I recently found pretty decent improvements to my QoS, but it was a long time to get to where I am.
I found basic fq-codel to be pretty much as good as it gets for improving my egress during busy periods but it wasnt so good for ingress, given I do lots of downloading, watching streams etc. and not that much uploading (maybe sending emails, and uploading data to cloud drive on occasion). I decided to go back to a optimal setup for ingress again
For that I found nothing better than HFSC which I have implemented via ALTQ on pfsense.
Now the original setup I had a while back was to set the overall size of the shared queue about 5% lower than my max possible throughput, but then not leave much buffer from that to the child queues. I also didnt take advantage of the service curve feature where you can have the traffic run at a temporary rate limit before it goes to a ongoing rate limit.
Take a look at this pic.
https://imgur.com/a/Dm3YDmh (also attached to post)

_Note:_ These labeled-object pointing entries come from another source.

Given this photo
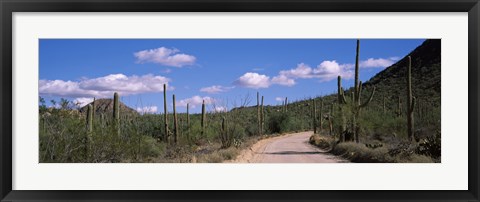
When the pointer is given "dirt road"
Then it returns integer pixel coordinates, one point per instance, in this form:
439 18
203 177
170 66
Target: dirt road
291 148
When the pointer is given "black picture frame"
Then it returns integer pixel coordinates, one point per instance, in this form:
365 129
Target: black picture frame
8 7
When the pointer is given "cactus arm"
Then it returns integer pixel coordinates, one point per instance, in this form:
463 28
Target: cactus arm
343 100
359 93
413 103
369 99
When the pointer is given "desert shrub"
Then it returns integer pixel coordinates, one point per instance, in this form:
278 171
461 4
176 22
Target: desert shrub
322 141
430 146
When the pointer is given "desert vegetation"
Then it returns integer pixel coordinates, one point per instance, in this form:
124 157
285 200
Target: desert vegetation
393 117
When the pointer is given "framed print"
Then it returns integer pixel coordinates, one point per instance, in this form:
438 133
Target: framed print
239 101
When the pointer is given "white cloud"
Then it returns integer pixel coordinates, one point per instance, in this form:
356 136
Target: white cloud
283 80
329 70
102 87
301 71
82 101
379 62
165 56
195 101
253 80
147 110
215 89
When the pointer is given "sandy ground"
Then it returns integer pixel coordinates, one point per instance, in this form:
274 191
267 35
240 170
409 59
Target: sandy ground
290 148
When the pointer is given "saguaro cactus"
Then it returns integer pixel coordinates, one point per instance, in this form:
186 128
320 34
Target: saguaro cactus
330 120
262 118
89 118
93 106
357 105
225 136
321 115
165 115
341 101
203 117
399 107
384 110
116 112
89 125
259 118
188 121
410 101
116 107
175 122
314 116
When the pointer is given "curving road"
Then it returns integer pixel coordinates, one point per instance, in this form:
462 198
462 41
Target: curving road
291 148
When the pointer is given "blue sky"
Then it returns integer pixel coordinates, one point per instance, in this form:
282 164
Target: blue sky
221 71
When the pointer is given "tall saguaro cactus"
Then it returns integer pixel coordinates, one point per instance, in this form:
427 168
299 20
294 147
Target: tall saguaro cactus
203 118
89 118
175 121
165 115
89 125
357 105
314 116
384 110
341 101
321 115
410 101
262 118
93 106
188 121
330 120
116 112
259 118
399 107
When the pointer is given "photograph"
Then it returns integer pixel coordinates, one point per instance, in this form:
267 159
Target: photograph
239 100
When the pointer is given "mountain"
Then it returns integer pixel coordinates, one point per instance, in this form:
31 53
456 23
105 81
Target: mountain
426 76
106 106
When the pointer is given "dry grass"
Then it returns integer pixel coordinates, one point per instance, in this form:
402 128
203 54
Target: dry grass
360 153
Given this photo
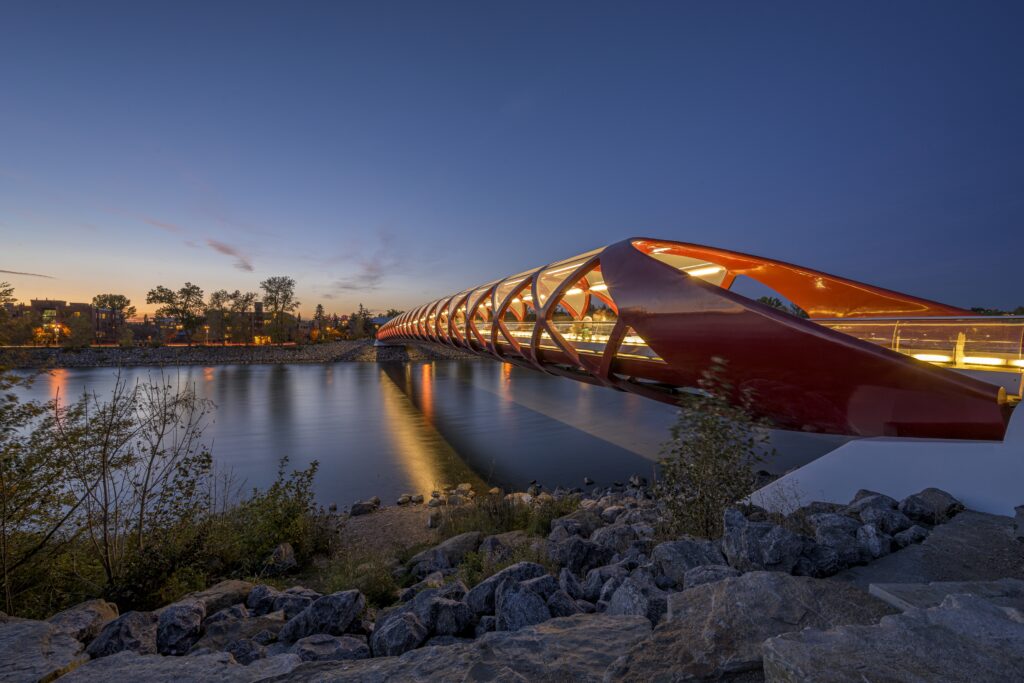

What I did was set for the first 10ms a much lower rate limit, which makes the slow start and congestion control behave different, so its less aggressive, but you can see ultimately the throughput is still almost at full speed, it just has some breathing space as shown in the dumeter graph which makes all the difference in QoS. That graph was a 32 threaded steam download as well. Also the limit of the parent queue is much closer to my max throughput (98%), and the 3% I saved I reduced the child queues so there was more space for higher priority queues like icmp.
Now the other issue, is when you dealing with many download threads in applications like steam, you ideally need a ton of extra overhead for better shaping, so I borrowed an idea from Carl which was to route my steam traffic through an external network, and shape it on that device so before it reaches my network, its already "tamed" traffic. I dont know if the above service curve trick would have removed the need for that taming, but that result is with both things combined.
Obviously when you doing things like this you need an isp which provides consistent performance e.g. shaping at say 90% of your line rate wont do squat if congestion puts attainable throughput at say 60%.